Da giovane cronista, Carmelo Sardo, ha seguito le storie delle faide mafiose sul campo e in seguito a questa esperienza ha deciso di sistematizzarle tra verità storiche e processuali. Ne è nato un libro “Cani senza padrone. La Stidda, storia vera di una guerra di mafia” ambientato tra la seconda metà degli anni Ottanta e gli inizi degli anni Novanta. Il giornalista nel testo descrive, talvolta in maniera romanzata, l’organizzazione criminale degli stiddari in Sicilia che sfidò Cosa Nostra con una serie di atti malavitosi, dalle estorsioni agli omicidi. Spiega, inoltre, la radice etimologica di stiddari: «è la terza persona del verbo “stiggiare”, che significa spezzare, tagliare via», termine che si riallaccia all’icastica metafora dell’albero: il tronco che rappresenta il capo, i rami gli accoliti, e il ramo staggito, allontanato dalla famiglia; dal quale deriva, ancora, l’espressione “ posato” usata nel simbolismo mafioso.

Gli stiddari, racconta l’autore, erano stati assoldati come una manovalanza che oltre a fungere da braccio armato per le zone delittuose però avrebbe controllato il territorio, sostituendo i vecchi capi.

L’attività criminale dei “cani senza padrone” trova la fine con l’omicidio del giudice Rosario Livatino, che gli era stato ordinato di uccidere. Si innescato a quel punto un meccanismo per il quale, da efferati nemici vecchi boss erano diventati pedine inconsapevoli di questi.
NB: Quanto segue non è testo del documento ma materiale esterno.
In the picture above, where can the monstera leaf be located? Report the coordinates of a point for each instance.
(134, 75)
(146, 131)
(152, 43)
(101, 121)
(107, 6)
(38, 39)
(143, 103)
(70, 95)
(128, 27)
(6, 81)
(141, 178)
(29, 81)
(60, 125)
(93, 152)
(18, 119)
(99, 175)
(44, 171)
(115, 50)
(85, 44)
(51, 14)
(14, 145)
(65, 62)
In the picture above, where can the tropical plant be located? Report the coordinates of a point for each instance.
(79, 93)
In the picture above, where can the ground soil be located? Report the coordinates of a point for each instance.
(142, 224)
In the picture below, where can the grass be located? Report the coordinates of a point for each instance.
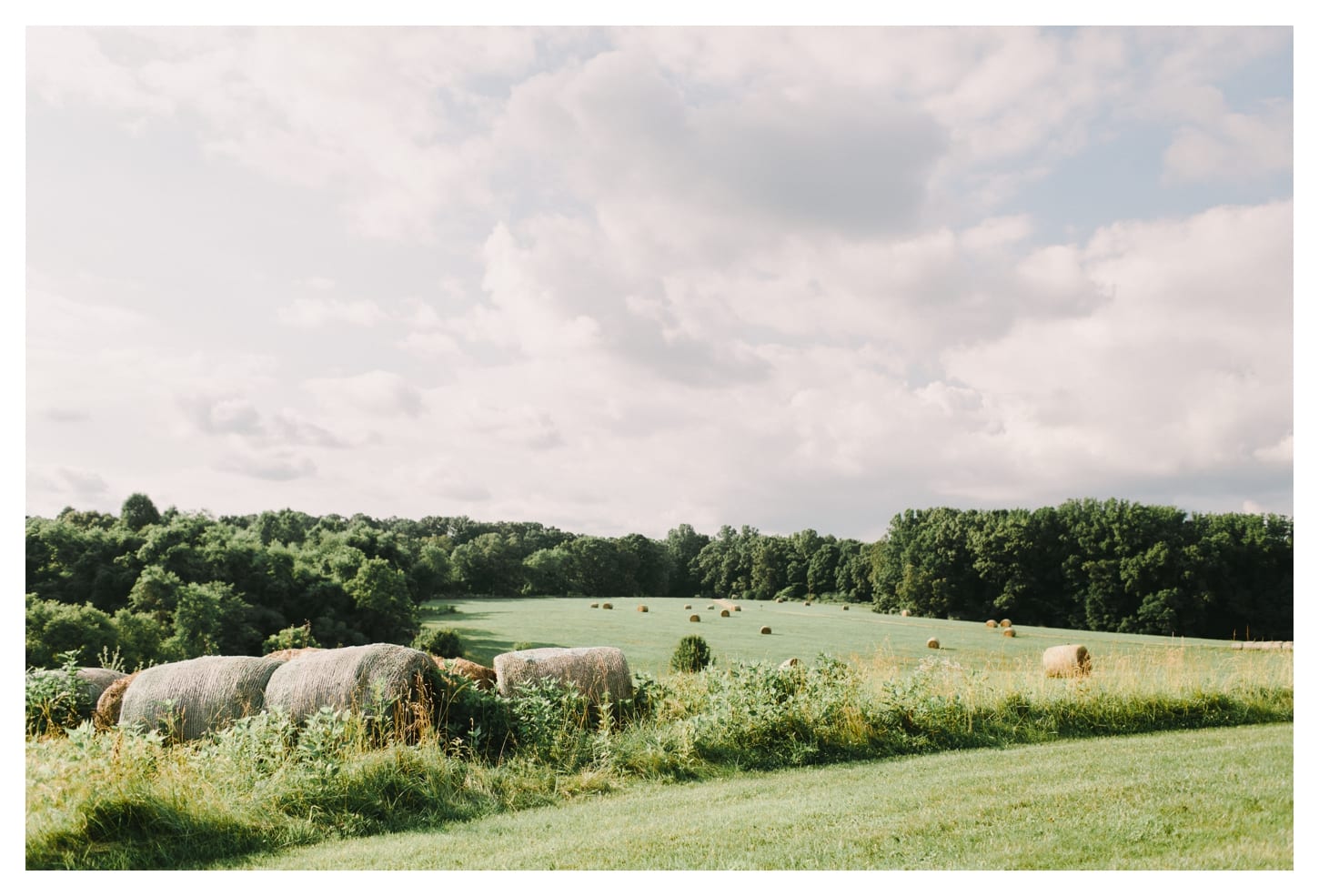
(1189, 800)
(492, 626)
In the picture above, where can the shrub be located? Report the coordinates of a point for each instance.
(691, 655)
(438, 641)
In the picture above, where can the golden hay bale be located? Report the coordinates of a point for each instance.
(369, 679)
(594, 670)
(483, 676)
(193, 697)
(106, 715)
(289, 652)
(1066, 661)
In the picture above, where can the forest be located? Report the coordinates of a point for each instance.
(156, 586)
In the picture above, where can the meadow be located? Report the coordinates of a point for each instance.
(867, 690)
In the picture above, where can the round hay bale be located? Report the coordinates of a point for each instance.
(483, 676)
(193, 697)
(289, 652)
(594, 670)
(106, 715)
(1066, 661)
(371, 679)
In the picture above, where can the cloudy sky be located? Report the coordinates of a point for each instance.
(619, 280)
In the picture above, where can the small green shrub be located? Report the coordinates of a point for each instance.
(55, 699)
(691, 655)
(439, 641)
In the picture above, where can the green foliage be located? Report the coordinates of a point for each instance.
(55, 699)
(290, 638)
(691, 655)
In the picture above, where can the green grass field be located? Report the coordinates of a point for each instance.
(495, 624)
(1187, 800)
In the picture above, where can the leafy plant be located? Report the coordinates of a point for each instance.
(691, 655)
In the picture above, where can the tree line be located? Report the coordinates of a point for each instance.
(170, 585)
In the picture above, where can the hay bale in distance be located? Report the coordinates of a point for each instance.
(594, 670)
(1066, 661)
(483, 676)
(106, 714)
(193, 697)
(371, 679)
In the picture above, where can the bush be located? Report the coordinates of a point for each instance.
(439, 641)
(55, 699)
(691, 655)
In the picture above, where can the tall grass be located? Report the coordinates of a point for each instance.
(128, 800)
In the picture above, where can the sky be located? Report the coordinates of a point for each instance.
(619, 278)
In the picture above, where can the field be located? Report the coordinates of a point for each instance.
(1189, 800)
(870, 718)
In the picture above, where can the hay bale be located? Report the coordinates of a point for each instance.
(1066, 661)
(483, 676)
(372, 680)
(289, 652)
(193, 697)
(594, 670)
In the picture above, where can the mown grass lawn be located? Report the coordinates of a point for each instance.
(1187, 800)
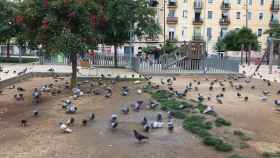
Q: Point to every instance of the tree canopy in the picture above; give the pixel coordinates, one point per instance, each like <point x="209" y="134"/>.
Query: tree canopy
<point x="234" y="40"/>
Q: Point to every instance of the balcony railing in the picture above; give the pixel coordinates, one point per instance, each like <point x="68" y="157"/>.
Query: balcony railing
<point x="225" y="6"/>
<point x="198" y="5"/>
<point x="224" y="21"/>
<point x="172" y="20"/>
<point x="197" y="22"/>
<point x="275" y="7"/>
<point x="153" y="3"/>
<point x="172" y="4"/>
<point x="273" y="22"/>
<point x="197" y="38"/>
Il Giudice Livatino, come spiega Carmelo Sardo, aveva capito come attaccare veramente la mafia, ovvero con l’aggressione dei loro beni sottraendogli la ricchezza che tendevano ad accumulare per i loro figli. Il Giudice ragazzino aveva avuto questa intuizione che gli avrebbe permesso di smantellare il sistema criminale e per questo ha conosciuto la morte.

A conclusione dell’incontro Carmelo Sardo racconta al pubblico che proprio di recente è iniziato il processo di beatificazione del giudice Livatino proprio uno dei suoi killer, Gaetano Puzzangaro, pentito e collaboratore di giustizia che ha scelto, inaspettatamente, di scrivere delle lettere per perorare la causa, insieme a un corredo di scuse per il gesto compiuto. L’autore lascia gli spettatori con la constatazione che in Sicilia, oggi, si minaccia ma non si uccide più, è in atto la cosiddetta pax mafiosa, aggiungendo laconicamente che «i mafiosi avranno raggiunto degli equilibri inspiegabili a chi è fuori dal contesto criminale».